Earths beyond Earth
In about three years we’ll know the percentage of stars in our part of the Milky Way that hold earth-size or larger planets in the “habitable zone.” The habitable zone is a region where temperatures are likely to enable liquid water. The knowledge arrives thanks to NASA’s Kepler mission. Of course, we all know that liquid water could also exist outside the habitable zone, in places like Europa, but the hab zone is good place to start looking. Then we can search these planets for oxygen in the atmospheres, then drill down to finer levels of detail until we have located the best pizza in the quadrant.
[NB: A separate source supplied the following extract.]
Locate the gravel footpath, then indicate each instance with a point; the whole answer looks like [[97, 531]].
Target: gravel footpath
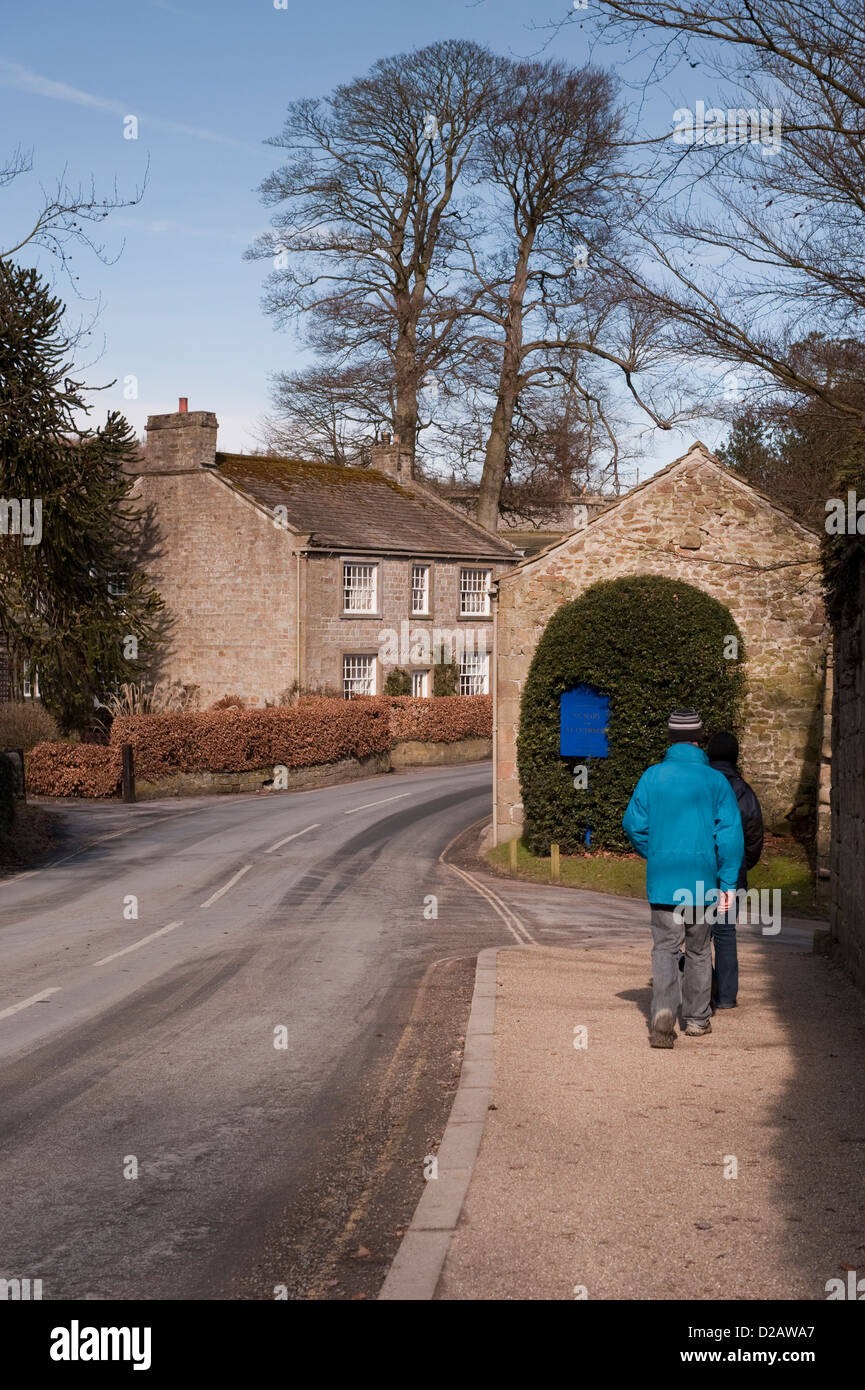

In a few years we should know if the Higgs Boson particle exists, thanks to the Large Hadron Collider (LHC). I confess that I don’t know exactly what that means, but I do know that the Higgs boson is the only particle of matter predicted by the Standard Model of physics that has never been detected. I guess if we don’t find it, we have devise and demonstrate much more intriguing theories. Steven Hawking bet $100 that we won’t find it. Last year on Talk Like a Pirate Day (9/19) there was a malfunction at the LHC and a few metric tons of liquid helium leaked out and evaporated. The last time I spilled that much liquid helium it was a mess. It’s about -450 degrees Fahrenheit. The cats and I were frozen solid for a very long time, and thawing out was painful.